Size-Dependent Toxicity of Polystyrene Nanoplastics to Tetrahymena thermophila: A Toxicokinetic–Toxicodynamic Assessment

Nanoplastic (NP) pollution poses a growing threat to aquatic ecosystems. Yet, accurate risk assessment based on their bioaccumulation and toxicity remains limited. Here, we synthesized polystyrene (PS) NPs with sizes of 30 nm (PS30), 100 nm (PS100), and 200 nm (PS200), labeled with aggregation-induced emission fluorogens. This labeling approach enabled precise tracking of NP uptake and elimination in the protozoan Tetrahymena thermophila, thereby circumventing issues of low fluorescence intensity and label leakage associated with conventional fluorescence labeling methods. Significant uptake and elimination of the differently sized PS NPs were observed with multiple endocytosis and exocytosis pathways involved. Then we evaluated the effects of PS NPs on the growth of T. thermophila and explored the toxicity mechanisms.
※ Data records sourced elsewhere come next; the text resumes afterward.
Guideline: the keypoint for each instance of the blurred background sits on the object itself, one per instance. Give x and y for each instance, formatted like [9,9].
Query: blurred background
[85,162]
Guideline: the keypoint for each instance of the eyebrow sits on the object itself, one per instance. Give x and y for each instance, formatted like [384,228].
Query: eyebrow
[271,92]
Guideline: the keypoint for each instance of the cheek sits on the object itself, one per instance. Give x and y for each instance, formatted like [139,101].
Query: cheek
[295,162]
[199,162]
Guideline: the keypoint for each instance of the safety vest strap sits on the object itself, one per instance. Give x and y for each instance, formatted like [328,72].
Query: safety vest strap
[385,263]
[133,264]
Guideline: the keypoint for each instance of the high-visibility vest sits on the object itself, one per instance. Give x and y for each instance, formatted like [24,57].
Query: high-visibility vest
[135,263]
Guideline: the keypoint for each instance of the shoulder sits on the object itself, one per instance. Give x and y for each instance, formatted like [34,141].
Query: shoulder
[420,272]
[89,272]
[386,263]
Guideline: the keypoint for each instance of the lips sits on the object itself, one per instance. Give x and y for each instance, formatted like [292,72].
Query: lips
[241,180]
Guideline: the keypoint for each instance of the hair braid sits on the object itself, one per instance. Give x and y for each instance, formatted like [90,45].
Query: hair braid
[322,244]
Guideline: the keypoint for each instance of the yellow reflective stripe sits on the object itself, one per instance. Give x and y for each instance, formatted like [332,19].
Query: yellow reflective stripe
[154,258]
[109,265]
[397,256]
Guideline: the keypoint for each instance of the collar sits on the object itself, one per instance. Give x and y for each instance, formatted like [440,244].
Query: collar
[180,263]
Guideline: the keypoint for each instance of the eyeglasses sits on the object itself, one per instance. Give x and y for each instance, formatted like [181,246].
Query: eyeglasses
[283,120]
Transcriptomic analysis revealed that PS NPs disrupted energy metabolism, lipid metabolism, and cellular uptake pathways, with PS30 even inducing genotoxicity. Using toxicokinetic-toxicodynamic modeling, we predicted median inhibitory concentrations (IC50) and no-effect concentrations (NEC) of the differently sized PS NPs across exposure durations. Under chronic exposure conditions, the NECs were 0.52, 2.1, and 3.9 mg L-1 for PS30, PS100, and PS200, respectively, which have been detected in aquatic environments. Overall, our study provides a robust framework to evaluate the risks of NPs based on their toxicokinetic-toxicodynamic processes.